► 開發人員指南 / 使用 TensorFlow 進行多 GPU 分散式訓練

使用 TensorFlow 進行多 GPU 分散式訓練

作者： fchollet
建立日期 2020/04/28
上次修改日期 2023/06/29
描述： 使用 TensorFlow 進行 Keras 模型多 GPU 訓練的指南。

簡介

一般來說，有兩種方法可以在多個裝置之間分配計算

資料平行處理：將單一模型複製到多個裝置或多部機器上。每個裝置處理不同的資料批次，然後合併結果。這種設定有多種變體，差異在於不同的模型複本如何合併結果、它們是否在每個批次保持同步，或者它們的耦合程度是否較鬆散等等。

模型平行處理：單一模型不同的部分在不同的裝置上執行，一起處理單一批次的資料。這對於具有自然平行架構的模型效果最佳，例如具有多個分支的模型。

本指南重點介紹資料平行處理，特別是同步資料平行處理，模型複本在處理完每個批次後保持同步。同步性使模型收斂行為與您在單裝置訓練中看到的行為相同。

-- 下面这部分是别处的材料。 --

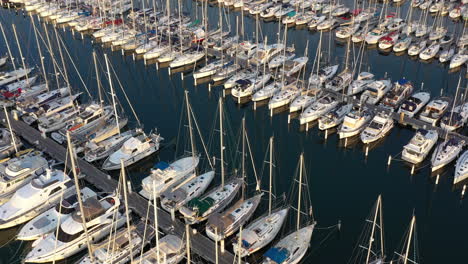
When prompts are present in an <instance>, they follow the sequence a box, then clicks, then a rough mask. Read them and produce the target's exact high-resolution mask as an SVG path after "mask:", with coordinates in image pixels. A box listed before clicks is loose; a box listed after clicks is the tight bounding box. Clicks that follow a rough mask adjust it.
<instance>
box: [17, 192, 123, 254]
mask: <svg viewBox="0 0 468 264" xmlns="http://www.w3.org/2000/svg"><path fill="white" fill-rule="evenodd" d="M83 209H84V210H83V211H81V210H78V211H75V212H74V213H73V214H72V216H71V217H69V218H67V219H66V220H65V221H64V222H62V223H61V224H60V226H59V228H58V231H57V232H52V233H50V234H48V235H47V236H46V237H44V238H41V239H40V240H38V242H37V244H36V245H35V247H33V248H32V250H31V251H30V252H29V253H28V254H27V255H26V257H25V262H28V263H30V262H33V263H45V262H53V261H58V260H62V259H65V258H67V257H69V256H72V255H74V254H76V253H78V252H80V251H83V250H85V249H86V248H87V242H86V241H87V240H88V239H89V240H90V241H98V240H101V239H103V238H105V237H106V236H108V235H109V234H110V233H111V232H113V230H114V229H118V228H119V227H121V226H123V225H124V224H125V222H126V216H125V214H124V212H123V211H124V210H123V208H122V205H121V203H120V199H119V198H118V197H117V196H115V195H110V196H107V197H104V198H102V199H98V198H97V197H91V198H88V199H87V200H85V201H84V202H83ZM81 214H83V215H81ZM83 218H84V219H85V222H84V223H83ZM85 225H86V229H87V232H86V233H85V232H84V226H85Z"/></svg>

具體而言，本指南教您如何使用 tf.distribute API 在多個 GPU 上訓練 Keras 模型，只需對您的程式碼進行少量變更，這些 GPU 通常安裝在單一機器上 (單主機，多裝置訓練)，數量為 2 到 16 個。這是研究人員和小規模工業工作流程最常見的設定。

設定

import os

os.environ["KERAS_BACKEND"] = "tensorflow"

import tensorflow as tf
import keras

單主機、多裝置同步訓練

在這種設定中，您有一部機器，上面有多個 GPU (通常是 2 到 16 個)。每個裝置都會執行一個模型副本 (稱為複本)。為了簡單起見，在接下來的內容中，我們假設我們處理的是 8 個 GPU，這不會影響一般性。

運作方式

在訓練的每個步驟中

目前的資料批次 (稱為全域批次) 會被分成 8 個不同的子批次 (稱為本機批次)。例如，如果全域批次有 512 個樣本，則 8 個本機批次中的每一個將有 64 個樣本。
8 個複本中的每一個都會獨立處理本機批次：它們執行正向傳遞，然後執行反向傳遞，輸出權重相對於模型在本機批次上的損失的梯度。
來自本機梯度的權重更新會有效率地合併到 8 個複本中。因為這是在每個步驟結束時完成的，所以複本始終保持同步。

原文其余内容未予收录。